MUCC - Myakuhaku

review - 31.03.2017 11:01

Heavy rock four-piece MUCC return with an outstanding album set to tease the aural senses of fans across the globe.

Released on January 25th this year, MUCC's Myakuhaku is a collection of new tracks that partly pays tribute to their past sound and the rest are a rather lovely melodic mix.

The album explodes into life with the opening title track and its pleasant guitar acoustics and pretty melodies. Then, it gets down to the band’s darker side with Tatsurou’s deep growls and the heavier grind of the string instruments. There are familiar sounds already testing your ears, and you might just wonder if you’ve heard this one before, but overall this track is a good start, much like Suiren was for the mini-album T.R.E.N.D.Y minus the electronic effects.

Zettaizetsumei picks up the pace even more, and throws in a few twists early on, such as effortless switches between vocal styles, and the integration of musical styles that make the track interesting to listen to but very difficult to pin down into a specific genre. CLASSIC, on the other hand, is a more straightforward rock song with twinkling synths, dashes of piano, and an altogether softer sound.

From here, Myakuhaku takes a more experimental route. Killer brings listeners back round to the heavier side of MUCC with raspier vocals, alternating rhythms, and heavy, grinding guitars. BILLYx2 Entwines ROCK STARS, however, has this very American rock ’n’ roll feel to it, with a pounding drumbeat and flirtatious guitar melodies that are good for both some serious dancing or head-banging.

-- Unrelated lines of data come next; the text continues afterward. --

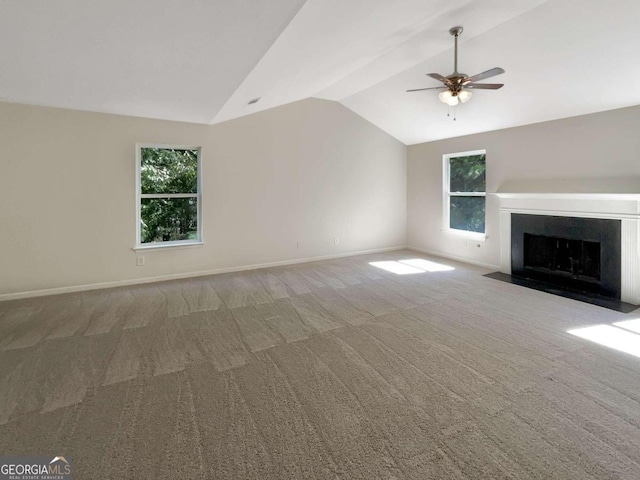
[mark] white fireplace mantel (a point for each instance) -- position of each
(623, 207)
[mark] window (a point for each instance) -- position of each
(169, 196)
(464, 192)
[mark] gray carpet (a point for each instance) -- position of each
(327, 370)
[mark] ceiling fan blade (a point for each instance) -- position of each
(440, 78)
(484, 86)
(488, 74)
(420, 89)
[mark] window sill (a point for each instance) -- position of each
(478, 237)
(167, 245)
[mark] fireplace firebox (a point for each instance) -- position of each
(575, 253)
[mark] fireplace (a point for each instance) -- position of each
(573, 253)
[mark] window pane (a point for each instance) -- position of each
(165, 170)
(168, 219)
(467, 213)
(467, 174)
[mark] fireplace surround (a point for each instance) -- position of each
(579, 209)
(581, 254)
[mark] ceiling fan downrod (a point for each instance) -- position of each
(455, 32)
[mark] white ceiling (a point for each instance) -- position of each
(202, 61)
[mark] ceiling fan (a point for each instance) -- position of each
(458, 86)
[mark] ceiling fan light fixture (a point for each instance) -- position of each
(464, 96)
(453, 100)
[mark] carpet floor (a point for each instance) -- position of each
(327, 370)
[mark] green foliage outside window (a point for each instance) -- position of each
(165, 171)
(467, 175)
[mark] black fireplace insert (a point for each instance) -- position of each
(580, 254)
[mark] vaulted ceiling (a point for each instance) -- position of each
(203, 61)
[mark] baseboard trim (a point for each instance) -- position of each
(454, 257)
(179, 276)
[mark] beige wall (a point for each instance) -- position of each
(305, 172)
(591, 153)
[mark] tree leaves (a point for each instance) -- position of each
(168, 171)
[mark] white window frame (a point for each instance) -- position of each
(446, 200)
(139, 196)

By now, most MUCC fans will have realised you have to prepare for the unexpected, and some tracks might be hit-and-miss for many, but Myakuhaku is an imaginative collection of tracks. Some are arguably have more of the band’s ‘classic’ sound that can be put side-by-side with older material, while the rest are brilliantly new and inventive. EMP is one track that you could say highlights the old and the new combined, throwing in a bit of a Korn edge, with deep basslines and a singular drum beat followed by an edgy guitar melody and vocals that flit from dark, growling verses to a flowing chorus that’s both enchanting and mesmerising to listen to.

The next several songs take on a different tone, featuring a more melodic approach from the instrumentation and the vocals. However, Sirius brings listeners back full circle with a moody middle section as Satochi pounds the rhythm out on his drums whilst Yukke and Miya unleash this terrifically heavy piece that will leave your ears ringing.

Altogether, Myakuhaku is a nicely rounded album with sections and tracks that will appeal to fans of every era of MUCC’s career. Whether you preferred Cover Parade, Shion or Shangri-La, there’s something on this album for everyone.